Aller au contenu principal

LE POINT DE VUE DES JURISTES SUR LA RÉSERVE D’INTERPRÉTATION DE L’INÉLIGIBILITÉ (3)

LIRE NOS PUBLICATIONS PRÉCÉDENTES:

LE POINT DE VUE DES JURISTES SUR LA RÉSERVE D’INTERPRÉTATION DE L’INÉLIGIBILITÉ DU Cl CONST. (1) 

https://metahodos.fr/2025/04/03/mise-a-jour-le-point-de-vue-des-juristes-sur-la-reserve-dinterpretation-de-lineligibilite-du-cl-const/

LE POINT DE VUE DES JURISTES SUR LA RÉSERVE D’INTERPRÉTATION DE L’INÉLIGIBILITÉ (2)

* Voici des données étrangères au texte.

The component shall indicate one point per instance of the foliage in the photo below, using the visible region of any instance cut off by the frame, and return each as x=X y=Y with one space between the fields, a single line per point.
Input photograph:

https://metahodos.fr/2025/04/06/__trashed-17/

NOUS VOUS PROPOSONS LA LECTURE DE DEUX ANALYSES

1. ARTICLE – Procès Le Pen : analyse critique de l’argumentation du tribunal Bertrand Mathieu, Professeur émérite de l’Université Paris 1 Panthéon-Sorbonne, Ancien Conseiller d’Etat (s.e.),

2. ARTICLE – Condamnation de Marine Le Pen : des motivations qui font débat Haritini Matsopoulou, Professeur de droit privé à l’Université Paris-Saclay

1. ARTICLE – Procès Le Pen : analyse critique de l’argumentation du tribunal

La décision rendue, lundi 31 mars, à l’encontre de Marine Le Pen intervient dans un contexte particulier où les tensions entre justice et politique ne cessent de se développer. D’où l’intérêt de procéder à une analyse critique du droit applicable et de l’argumentation de la juridiction.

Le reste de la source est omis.